Via le National Post:
A people’s tax cut
May 26, 2010 – 8:48 pm
Abolish the corporate tax — only real people pay taxes
By Maxime Bernier
A famous American jurist, Oliver Wendell Holmes Jr., wrote in 1927 that taxes are the price we pay for civilization. However much truth there may be in this statement, we’ve now gone way beyond this. Taxes today are the price we pay for having a big, fat and inefficient bureaucracy that tries to intervene in every aspect of our lives.
As long as we have taxes, however, we should make sure that they cause the least possible distortion in our economy.
Some taxes are really dumb. A tax on capital is self-defeating, in that it slows down capital accumulation, investment and economic growth. Fortunately, it has been abolished at the federal level. And our government provided an incentive in the 2007 budget to encourage provinces that still have a tax on capital to phase it out.
What about the corporate income tax? One proposal we hear regularly from proponents of bigger government is that corporations don’t pay enough taxes. If only they did, we could fund more government programs, and we could reduce the tax burden on individual taxpayers.
However appealing this argument may sound, it has no basis in logic.
Corporations may have a legal personality, but they are only abstract entities. They are, in effect, simply a bundle of contracts between managers, investors and workers, to produce some specific goods or services. Bundles of contracts don’t pay taxes, only real people pay taxes.
From the perspective of corporations, taxes are an additional cost of doing business. If you increase their taxes, to remain profitable they will have to find ways to lower other costs, or to increase revenues.
How does a corporation do this? One way is to reduce the returns to its owners and investors. In that sense, it becomes the equivalent of a capital tax, or a capital gains tax. It is not the corporation that pays the tax, but rather its owners and investors. And since capital is mobile, there is a limit to how much you can tax it. The result, as with the capital tax, is that we end up discouraging capital accumulation and investments in Canada.
Another way for corporations to shift the burden of their income tax is to increase the price of what they produce. In that sense, it becomes the equivalent of a tax on consumption. It is the consumers who pay it, not the corporation.
A corporation can also decide to cut down on its factors of production by laying off workers, reducing their wages, investing less in new equipment, or buying fewer inputs from its suppliers. Once again, in the end, it is real people who will pay the tax, either the company’s workers or the workers of other companies that do business with it.
In reality, corporations will shift the tax burden in a combination of these different ways to their workers, their consumers and their investors. And since we are all, in one way or another, workers, consumers and investors, we are the ones paying the tax.
Those who believe that we can shift part of our personal tax burden onto corporations are being totally misled by their misunderstanding of how the economy works. Taxing corporations is in fact taxing people. But that’s not all.
The whole process of taxing corporations, which then act as collection agents for the government, has consequences in itself. Corporations become less efficient, adding all kinds of distorted prices and signals to the smooth functioning of the economy.
Nobody benefits from this. Taxing corporations means unnecessarily burdening our wealth-creating machines.
On the other hand, when corporations are better able to produce goods and services, we all benefit: as consumers who get more for their money; as workers who get paid better; and as investors who get a better return.
One of the policies of my government that I am most proud of is the reduction in corporate taxes announced in 2006 by my colleague, the Minister of Finance, Jim Flaherty. The general tax rate was more than 22% in 2007. It has been going down every year since and will be at 15% in 2012. Canada will then have the lowest corporate income tax of the G7 countries.
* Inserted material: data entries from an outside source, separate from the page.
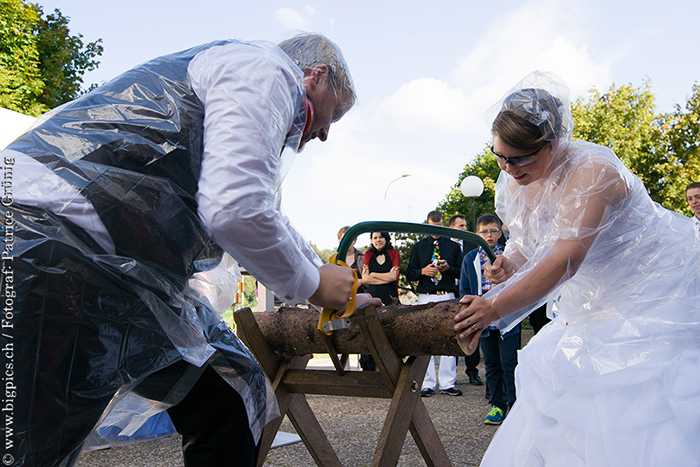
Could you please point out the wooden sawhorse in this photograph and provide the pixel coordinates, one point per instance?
(395, 379)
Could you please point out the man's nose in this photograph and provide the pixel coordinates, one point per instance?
(323, 133)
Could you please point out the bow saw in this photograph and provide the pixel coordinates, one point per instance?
(332, 320)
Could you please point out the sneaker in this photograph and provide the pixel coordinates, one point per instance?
(495, 417)
(451, 392)
(474, 380)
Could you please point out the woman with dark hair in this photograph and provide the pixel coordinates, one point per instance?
(380, 269)
(613, 379)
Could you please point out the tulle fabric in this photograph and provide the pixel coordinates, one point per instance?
(613, 380)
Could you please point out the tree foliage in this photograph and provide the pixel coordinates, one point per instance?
(41, 63)
(661, 149)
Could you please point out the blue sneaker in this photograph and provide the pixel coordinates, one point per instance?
(495, 417)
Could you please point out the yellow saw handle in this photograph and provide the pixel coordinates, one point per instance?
(327, 314)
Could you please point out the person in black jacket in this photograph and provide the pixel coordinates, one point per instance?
(435, 263)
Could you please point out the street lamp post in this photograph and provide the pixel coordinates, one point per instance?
(387, 189)
(472, 187)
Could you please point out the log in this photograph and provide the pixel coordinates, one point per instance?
(292, 331)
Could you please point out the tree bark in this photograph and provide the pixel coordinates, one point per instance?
(293, 331)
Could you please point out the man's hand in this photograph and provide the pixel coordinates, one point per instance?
(364, 298)
(500, 271)
(335, 287)
(430, 270)
(474, 316)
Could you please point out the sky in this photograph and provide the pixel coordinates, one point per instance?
(425, 73)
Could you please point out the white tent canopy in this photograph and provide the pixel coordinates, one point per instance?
(12, 125)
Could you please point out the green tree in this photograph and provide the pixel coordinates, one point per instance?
(20, 74)
(64, 59)
(681, 164)
(41, 63)
(484, 166)
(661, 149)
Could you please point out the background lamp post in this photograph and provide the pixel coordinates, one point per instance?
(387, 189)
(472, 187)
It’s too bad that the opposition parties don’t understand economic logic enough to support these tax cuts. The leader of the Opposition, Michael Ignatieff, said again recently that if he were in power today, he would freeze the planned tax cuts and spend the money instead on social programs. That’s a very dishonest way to buy votes. You pretend to take money from corporations when in fact you take it from the pockets of all citizens; and then you pretend to be very generous by spending that money on some targeted special-interest groups.
If we were to apply economic logic consistently, we would of course go even further and get rid of corporate income tax in its entirety. It may be unrealistic for now, but the more the general public understands these sound economic principles, the more likely it is that one day, it will become politically acceptable.
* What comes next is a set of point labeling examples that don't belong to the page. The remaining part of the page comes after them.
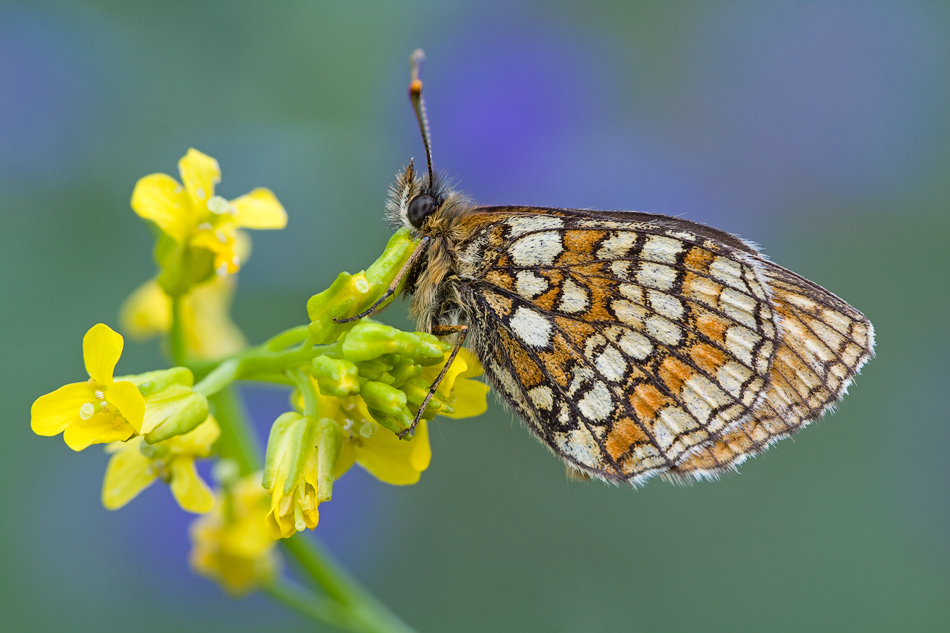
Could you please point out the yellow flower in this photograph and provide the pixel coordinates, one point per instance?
(468, 397)
(194, 217)
(98, 410)
(135, 465)
(209, 330)
(374, 447)
(298, 471)
(232, 543)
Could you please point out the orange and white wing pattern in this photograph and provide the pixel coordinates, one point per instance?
(823, 344)
(632, 343)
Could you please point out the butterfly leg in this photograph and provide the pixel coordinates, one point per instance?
(439, 330)
(420, 248)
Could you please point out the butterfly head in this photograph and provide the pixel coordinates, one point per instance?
(415, 201)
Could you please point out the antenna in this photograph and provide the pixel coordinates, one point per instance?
(416, 60)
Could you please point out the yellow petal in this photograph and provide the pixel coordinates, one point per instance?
(212, 333)
(392, 460)
(421, 450)
(220, 241)
(191, 492)
(200, 173)
(470, 398)
(474, 366)
(126, 397)
(146, 312)
(101, 348)
(128, 473)
(259, 210)
(345, 461)
(52, 413)
(159, 198)
(99, 429)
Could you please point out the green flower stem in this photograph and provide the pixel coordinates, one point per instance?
(354, 608)
(372, 615)
(237, 440)
(177, 348)
(317, 607)
(285, 339)
(254, 362)
(302, 382)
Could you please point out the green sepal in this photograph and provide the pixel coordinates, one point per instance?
(181, 408)
(153, 382)
(291, 441)
(338, 378)
(370, 340)
(181, 267)
(329, 443)
(416, 391)
(387, 405)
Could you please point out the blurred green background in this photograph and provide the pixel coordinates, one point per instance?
(819, 130)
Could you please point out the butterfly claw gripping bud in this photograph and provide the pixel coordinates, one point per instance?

It’s also important to understand economic logic so that we can reply to those who will accuse us of favouring corporations at the expense of the people. Corporate tax cuts are in fact a pro-people policy, because the world is not divided between people and businesses. Businesses are made of people. Businesses are people. The choice is rather between pro-growth and anti-growth policies.
Financial Post
Maxime Bernier is the Member of Parliament for Beauce.